時は今
隆一郎は静かに言った。
「過去に因縁がないのは、双方の家にとってよいことではあるだろう。家のことを表沙汰にせず、忍さんを大事に扱うことは、九頭龍の家にとってもわるい話ではない」
いつまでも立ち話もなんですから、と早織が話を切り上げようとする。
「肌寒くなってまいりましたね。あなた、この話はまた、しばらく落ち着いてからにでもしましょう。忍さんがいちばん驚かれているわ」
「ああ──そうだな」
四季が忍を探していた様子に気を遣ったのだろうか。隆一郎と早織は戻って行ってしまった。
四季は和服に袖を通していた。忍もそうだ。
綾川の家は、今日はいつになく来客が多いように思えた。
いつもこうなの、と忍が四季に聞いてみると、四季が言いにくそうに「忍が来ることを聞いて、たぶん忍のことを見に来ている人もいるんだよ」と答えてくれた。

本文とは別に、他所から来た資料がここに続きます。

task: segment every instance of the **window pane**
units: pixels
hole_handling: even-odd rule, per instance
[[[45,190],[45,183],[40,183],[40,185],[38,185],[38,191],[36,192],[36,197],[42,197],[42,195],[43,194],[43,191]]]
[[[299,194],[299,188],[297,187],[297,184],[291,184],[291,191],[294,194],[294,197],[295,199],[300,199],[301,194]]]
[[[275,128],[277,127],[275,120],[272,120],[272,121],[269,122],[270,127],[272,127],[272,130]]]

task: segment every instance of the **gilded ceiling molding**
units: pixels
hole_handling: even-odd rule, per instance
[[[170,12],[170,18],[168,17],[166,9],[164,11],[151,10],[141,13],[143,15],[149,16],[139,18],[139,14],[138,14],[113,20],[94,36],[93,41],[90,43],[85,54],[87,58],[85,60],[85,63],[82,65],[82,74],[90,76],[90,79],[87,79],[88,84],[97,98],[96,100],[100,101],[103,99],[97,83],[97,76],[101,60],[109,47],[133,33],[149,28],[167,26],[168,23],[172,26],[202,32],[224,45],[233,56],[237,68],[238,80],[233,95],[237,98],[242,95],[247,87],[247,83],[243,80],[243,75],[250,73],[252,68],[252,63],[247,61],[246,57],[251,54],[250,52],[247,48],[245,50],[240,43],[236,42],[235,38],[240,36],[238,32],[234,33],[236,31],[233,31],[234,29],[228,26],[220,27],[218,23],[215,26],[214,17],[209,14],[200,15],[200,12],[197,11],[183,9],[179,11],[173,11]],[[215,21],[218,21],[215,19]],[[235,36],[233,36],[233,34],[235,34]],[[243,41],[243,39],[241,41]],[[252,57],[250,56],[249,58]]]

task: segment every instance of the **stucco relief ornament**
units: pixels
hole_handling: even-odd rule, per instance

忍は、綾川の家に来て、まさか自分の生家にまつわる話を聞かされるとは思わなかった。
自分に本当に親族がいるのだ。何だか変な気分だ。
忍の気持ちを察したのだろうか、四季が忍の手を握った。
「忍、大丈夫?」
「……。うん」
忍は四季を見上げた。
「私、本当は不安だった。四季の選んだ人でいることが。だからさっき、四季のお祖父様とお祖母様に、もし私が四季にふさわしくない者でしたら、遠慮なく縁をお切りくださいって、そう言ったの。私のことが四季の人生の枷になるようなことがあってはいけない。そう思って」
「…忍」
「でもそれは私の取り越し苦労だったみたい。お祖父様もお祖母様も私の目を見てお話してくださったわ。嬉しかった」
そう言葉にすると、忍の目から涙がこぼれ落ちた。
忍は俯いて指先で涙を払う。
「……。ごめん。泣くつもりじゃないんだけど」
「……」
「ごめんね。どうしてだか、泣けてくるの。こんなこと言ってもわからないよね。──私もどうして泣いているのかわからない」
ほっとした気持ちの反面、忍には言い様のない絶望感にも、同時にさらされているような気分でいた。
家族とは、血の繋がりとは、何だろう。
四季や由貴のような繋がり、静和や涼のような繋がり──。智にしてもそうだ。
自分の周りの人間には、身近な人との繋がりらしい繋がりがあるのに、どうして自分にはなかったのか。